J.B. Hunt CEO John Roberts said the company is talking internally and with customers about expanding its intermodal fleet. XPO CEO Bradley Jacobs described the intermodal rebound as "massive."
At an analyst conference Tuesday, Union Pacific said its intermodal volume for Q4 to date is up 14% YoY. Restocking is "alive and well," and the continued need for it going forward will depend on consumer spending and retail sales, Union Pacific CFO Jennifer Hamann said during the Stephens Investment Conference.
"We've got a big furniture store here in town and one of the anecdotes that we've heard recently is that they normally have, call it 4,000 refrigerators in stock at any one point in time and more recently they've got like 400," Hamann said.
Union Pacific has responded with surcharges as intermodal volume has swelled.
"We still have surcharges in place and that really is to help protect some of the capacity," Hamann said at the Baird 2020 Global Industrial Conference last week. "We have programs with some of our domestic intermodal customers, where they commit to giving us so much volume over the course of the year, and we commit to giving them box availability.
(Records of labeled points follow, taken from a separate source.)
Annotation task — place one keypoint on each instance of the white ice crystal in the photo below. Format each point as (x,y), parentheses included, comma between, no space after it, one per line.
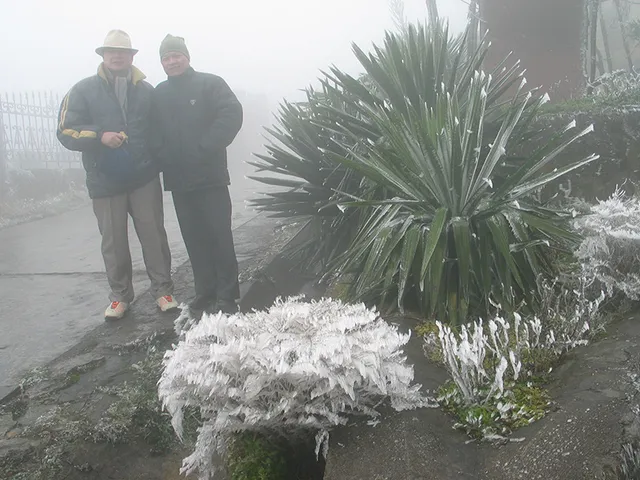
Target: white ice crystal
(296,368)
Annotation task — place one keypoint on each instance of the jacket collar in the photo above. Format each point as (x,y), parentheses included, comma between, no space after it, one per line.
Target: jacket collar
(188,73)
(136,74)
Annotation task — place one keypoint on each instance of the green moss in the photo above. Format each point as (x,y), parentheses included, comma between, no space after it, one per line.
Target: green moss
(427,328)
(137,412)
(529,401)
(254,457)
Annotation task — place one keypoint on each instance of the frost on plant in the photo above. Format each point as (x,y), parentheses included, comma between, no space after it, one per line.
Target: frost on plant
(495,366)
(296,368)
(610,250)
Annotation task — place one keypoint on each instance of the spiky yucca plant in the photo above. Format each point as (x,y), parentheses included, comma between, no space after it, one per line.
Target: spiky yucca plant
(411,169)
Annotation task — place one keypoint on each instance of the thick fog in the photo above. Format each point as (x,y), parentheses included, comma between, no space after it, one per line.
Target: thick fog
(274,47)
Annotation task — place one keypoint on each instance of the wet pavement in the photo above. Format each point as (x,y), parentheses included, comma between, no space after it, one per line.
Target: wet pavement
(53,286)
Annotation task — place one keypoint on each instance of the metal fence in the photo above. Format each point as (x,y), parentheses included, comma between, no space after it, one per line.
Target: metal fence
(28,123)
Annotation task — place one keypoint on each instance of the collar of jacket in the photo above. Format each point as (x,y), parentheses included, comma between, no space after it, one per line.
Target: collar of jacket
(136,74)
(188,73)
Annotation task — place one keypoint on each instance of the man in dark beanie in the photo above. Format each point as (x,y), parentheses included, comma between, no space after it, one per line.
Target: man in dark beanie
(196,117)
(106,117)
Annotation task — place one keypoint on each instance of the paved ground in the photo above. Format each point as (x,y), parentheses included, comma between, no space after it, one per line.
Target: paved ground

And that's really what the surcharges are about, is helping protect those customer commitments."
Moving forward, the railroads have their eyes on the trucking market to continue to chip away at its business.
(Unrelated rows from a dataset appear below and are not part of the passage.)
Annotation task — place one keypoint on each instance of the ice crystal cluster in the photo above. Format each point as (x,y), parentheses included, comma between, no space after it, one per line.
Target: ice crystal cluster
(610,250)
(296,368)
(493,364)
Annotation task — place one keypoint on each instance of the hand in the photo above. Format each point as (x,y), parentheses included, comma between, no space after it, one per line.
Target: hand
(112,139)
"The trucking industry seems to be more plagued by challenges year-after-year-after-year-after-year than even the railroad industry does," CSX CEO Jim Foote said at the same Stephens conference. "We've changed our mindset, we've changed our focus, we've changed the way we want to do business."
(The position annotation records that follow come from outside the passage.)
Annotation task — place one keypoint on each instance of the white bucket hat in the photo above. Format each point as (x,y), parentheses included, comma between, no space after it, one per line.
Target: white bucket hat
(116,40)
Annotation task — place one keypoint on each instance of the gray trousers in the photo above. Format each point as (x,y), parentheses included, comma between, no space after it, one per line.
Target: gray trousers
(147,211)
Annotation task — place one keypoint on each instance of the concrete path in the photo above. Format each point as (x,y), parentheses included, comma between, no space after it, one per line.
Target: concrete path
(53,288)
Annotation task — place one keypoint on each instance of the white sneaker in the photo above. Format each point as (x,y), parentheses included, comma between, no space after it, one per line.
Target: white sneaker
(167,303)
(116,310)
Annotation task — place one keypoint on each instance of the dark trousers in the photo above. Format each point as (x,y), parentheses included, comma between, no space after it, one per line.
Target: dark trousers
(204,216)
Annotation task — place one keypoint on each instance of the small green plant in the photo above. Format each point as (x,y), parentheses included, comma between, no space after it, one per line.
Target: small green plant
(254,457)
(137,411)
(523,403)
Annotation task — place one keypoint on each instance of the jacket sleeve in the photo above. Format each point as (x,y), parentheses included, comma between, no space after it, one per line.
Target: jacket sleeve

Hamann said the conversations from the truckload market have remained fairly consistent, though she noted that Union Pacific's marketing team is targeting truckload shippers to highlight rail as a green alternative, adding that the railroad's improved service metrics in recent years help to make its case.
"I don't know if I would say we've seen an acceleration in the truckload wins," she said. "We're just going into that bid season right now and the fact that truck capacity has stayed tight and looks to be tight going into the first part of [2021] can be a favorable dynamic for us."
Foote noted that CSX will look to increase prices as its service improves, but he said the railroad is not following the trucking spot market for pricing guidance.
"That's really not the nature of the way we do business," Foote said of watching spot rates. "We have long-term relationships with customers. And so, price increases ... should continue to be consistent with what they've been over the last couple of years at CSX."